What Types of Work Will you Be Doing?
When choosing a nailer, first think about what types of jobs you’ll be doing with it. Although that could vary, most home owners are going to be using their nailers to hang trip or molding. These are common carpentry tasks because home owners often lay their own flooring or do their own painting. Both things that may require base boards and door trim to be removed.
Smaller Gauge Nailers
Most of the smaller gauge nailers (18 and 23) do not drive nails that are strong or long enough to hold base boards and other types of trim onto drywall.
These types of nailers are great for smaller projects or for wood-on-wood connections but those are not as common as just hanging base boards.
Larger Gauge Nailers
For home owners, the 15 and 16 gauge nailers are the best bet. The nails that they drive are larger but not so large that they will split some of the most common materials used for base boards. They are great, well-rounded tools that will allow you to complete most of the jobs you will encounter as a home owner that require a pneumatic nailer.
Accessories for Your Nailer
It’s important to point out that you will need more than just the pneumatic nailer and nails for your jobs. These tools run on compressed air that comes from an air compressor. You will also need a length of hose for an air compressor and all applicable attachments so that the hose can be affixed to the pneumatic nailer.
Types of Compressors
It doesn’t really matter whether you are a contractor or home owner, a smaller compressor usually does the trick for pneumatic nailers. The only scenario where you would want a larger one is if you were using a framing nailer.
For Best angled finish nailers, a small 5-6 gallon compressor with 150 to 200 max PSI (pounds per square inch air compression) will do the job just fine. These types of compressors are small, portable, easy to carry, and can run off of regular 220 volt electric outlets without blowing a circuit.
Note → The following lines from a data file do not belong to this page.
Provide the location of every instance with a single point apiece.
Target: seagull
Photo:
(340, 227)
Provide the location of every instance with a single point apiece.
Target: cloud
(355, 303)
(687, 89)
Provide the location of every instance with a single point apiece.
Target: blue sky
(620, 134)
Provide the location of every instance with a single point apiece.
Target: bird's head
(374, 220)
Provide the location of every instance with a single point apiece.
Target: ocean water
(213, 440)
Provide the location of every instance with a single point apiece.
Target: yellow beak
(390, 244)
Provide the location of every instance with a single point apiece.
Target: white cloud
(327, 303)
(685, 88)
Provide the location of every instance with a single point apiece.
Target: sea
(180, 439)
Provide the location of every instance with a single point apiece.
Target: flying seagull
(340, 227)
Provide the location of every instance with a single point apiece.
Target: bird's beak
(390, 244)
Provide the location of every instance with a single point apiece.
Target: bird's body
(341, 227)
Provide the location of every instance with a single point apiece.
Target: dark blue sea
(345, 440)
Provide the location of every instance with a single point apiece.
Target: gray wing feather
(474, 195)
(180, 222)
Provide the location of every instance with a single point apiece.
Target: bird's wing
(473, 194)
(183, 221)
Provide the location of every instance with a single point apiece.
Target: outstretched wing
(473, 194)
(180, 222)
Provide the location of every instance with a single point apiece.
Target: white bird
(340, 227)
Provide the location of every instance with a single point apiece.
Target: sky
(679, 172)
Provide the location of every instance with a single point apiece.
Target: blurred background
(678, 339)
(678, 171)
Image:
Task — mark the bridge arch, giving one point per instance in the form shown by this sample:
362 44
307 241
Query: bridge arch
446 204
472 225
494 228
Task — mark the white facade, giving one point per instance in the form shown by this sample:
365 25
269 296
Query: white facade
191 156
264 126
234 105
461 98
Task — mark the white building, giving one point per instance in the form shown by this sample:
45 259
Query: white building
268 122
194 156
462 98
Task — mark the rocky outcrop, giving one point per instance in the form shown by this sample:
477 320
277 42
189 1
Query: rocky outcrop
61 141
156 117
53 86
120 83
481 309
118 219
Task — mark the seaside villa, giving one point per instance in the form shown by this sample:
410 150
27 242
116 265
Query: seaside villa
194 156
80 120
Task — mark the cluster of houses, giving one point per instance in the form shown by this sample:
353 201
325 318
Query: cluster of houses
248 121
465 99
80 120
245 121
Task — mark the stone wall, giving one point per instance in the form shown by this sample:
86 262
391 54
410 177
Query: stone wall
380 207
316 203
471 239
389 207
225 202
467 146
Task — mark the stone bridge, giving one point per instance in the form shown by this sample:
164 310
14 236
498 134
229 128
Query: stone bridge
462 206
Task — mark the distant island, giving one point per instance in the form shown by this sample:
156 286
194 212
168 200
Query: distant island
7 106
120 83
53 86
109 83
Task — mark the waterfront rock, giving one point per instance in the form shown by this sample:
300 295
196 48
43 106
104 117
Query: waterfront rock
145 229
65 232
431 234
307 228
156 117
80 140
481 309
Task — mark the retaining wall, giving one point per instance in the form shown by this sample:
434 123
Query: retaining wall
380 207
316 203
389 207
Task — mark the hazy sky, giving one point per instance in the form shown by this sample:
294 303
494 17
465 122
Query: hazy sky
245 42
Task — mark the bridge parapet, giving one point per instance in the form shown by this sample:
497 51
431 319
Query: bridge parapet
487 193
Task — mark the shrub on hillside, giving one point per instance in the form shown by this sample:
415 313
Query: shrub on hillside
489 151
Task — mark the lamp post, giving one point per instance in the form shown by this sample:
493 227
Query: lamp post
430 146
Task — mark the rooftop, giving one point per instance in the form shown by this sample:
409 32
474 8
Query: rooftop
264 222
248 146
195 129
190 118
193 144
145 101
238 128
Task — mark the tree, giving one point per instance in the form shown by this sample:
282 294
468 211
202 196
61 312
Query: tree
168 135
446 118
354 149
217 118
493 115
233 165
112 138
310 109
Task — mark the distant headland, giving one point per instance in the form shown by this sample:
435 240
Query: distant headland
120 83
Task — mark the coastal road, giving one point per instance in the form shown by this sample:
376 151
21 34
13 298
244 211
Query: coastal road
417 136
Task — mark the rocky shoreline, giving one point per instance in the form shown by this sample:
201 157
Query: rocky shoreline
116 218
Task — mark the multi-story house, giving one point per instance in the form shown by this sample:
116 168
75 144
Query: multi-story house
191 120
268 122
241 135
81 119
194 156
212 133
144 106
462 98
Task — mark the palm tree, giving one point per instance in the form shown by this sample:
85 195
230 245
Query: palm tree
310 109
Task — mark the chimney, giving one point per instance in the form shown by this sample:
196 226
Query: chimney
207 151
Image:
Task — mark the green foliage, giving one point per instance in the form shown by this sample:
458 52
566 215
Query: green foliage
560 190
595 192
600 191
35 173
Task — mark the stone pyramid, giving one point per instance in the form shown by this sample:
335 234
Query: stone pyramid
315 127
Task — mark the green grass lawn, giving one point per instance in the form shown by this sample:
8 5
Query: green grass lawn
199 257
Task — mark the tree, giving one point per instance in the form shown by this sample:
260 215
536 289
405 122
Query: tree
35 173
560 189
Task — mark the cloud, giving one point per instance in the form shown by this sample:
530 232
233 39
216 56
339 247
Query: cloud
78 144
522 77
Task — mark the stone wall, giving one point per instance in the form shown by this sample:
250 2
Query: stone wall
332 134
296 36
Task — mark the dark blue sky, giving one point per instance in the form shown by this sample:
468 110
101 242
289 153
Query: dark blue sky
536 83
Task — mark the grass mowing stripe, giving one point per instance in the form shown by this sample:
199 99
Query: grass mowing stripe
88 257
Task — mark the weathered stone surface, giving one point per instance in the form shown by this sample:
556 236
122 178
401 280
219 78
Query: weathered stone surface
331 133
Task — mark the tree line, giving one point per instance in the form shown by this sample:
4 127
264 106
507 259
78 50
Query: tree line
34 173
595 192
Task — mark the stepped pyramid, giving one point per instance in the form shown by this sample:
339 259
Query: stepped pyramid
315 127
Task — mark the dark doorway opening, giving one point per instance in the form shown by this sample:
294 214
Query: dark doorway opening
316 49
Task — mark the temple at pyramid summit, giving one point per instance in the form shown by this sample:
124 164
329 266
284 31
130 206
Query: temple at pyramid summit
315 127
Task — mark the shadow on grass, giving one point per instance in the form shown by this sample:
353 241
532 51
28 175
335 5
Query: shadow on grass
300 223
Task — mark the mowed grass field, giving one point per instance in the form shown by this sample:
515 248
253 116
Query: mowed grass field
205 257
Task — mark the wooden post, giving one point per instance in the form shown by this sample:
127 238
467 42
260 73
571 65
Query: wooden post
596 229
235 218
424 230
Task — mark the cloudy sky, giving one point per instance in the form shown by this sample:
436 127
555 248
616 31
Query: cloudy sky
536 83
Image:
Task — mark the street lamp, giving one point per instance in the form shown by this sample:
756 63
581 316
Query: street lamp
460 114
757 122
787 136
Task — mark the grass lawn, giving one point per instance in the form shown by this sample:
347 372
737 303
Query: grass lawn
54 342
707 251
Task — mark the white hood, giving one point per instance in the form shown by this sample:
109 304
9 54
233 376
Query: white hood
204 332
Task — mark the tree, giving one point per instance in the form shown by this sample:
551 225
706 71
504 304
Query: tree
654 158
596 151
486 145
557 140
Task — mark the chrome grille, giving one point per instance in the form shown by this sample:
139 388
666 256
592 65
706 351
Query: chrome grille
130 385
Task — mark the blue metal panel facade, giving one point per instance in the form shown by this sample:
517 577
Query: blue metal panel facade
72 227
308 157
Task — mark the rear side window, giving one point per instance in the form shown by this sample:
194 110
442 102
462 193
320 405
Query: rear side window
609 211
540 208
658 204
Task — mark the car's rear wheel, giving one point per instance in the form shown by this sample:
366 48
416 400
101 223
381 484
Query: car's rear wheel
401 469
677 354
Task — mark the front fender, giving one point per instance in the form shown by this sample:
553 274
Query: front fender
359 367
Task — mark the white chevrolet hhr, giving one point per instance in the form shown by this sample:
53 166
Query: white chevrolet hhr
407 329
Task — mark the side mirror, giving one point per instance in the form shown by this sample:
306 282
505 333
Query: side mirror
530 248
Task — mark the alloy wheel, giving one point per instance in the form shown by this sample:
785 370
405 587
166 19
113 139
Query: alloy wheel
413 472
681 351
The hose you get should be at least 25 feet. Of course a professional will want something longer but for the home owner, 25 feet will be plenty. These hoses often do not come with adapters and other hardware that will enable you to connect it to your compressor and your nailer. Adapter kits can be found for 10 to 12 dollars.
Once you have a compressor, a hose, your adapter kit and a pneumatic nailer, you’ll be all set to tackle that next carpentry finishing job.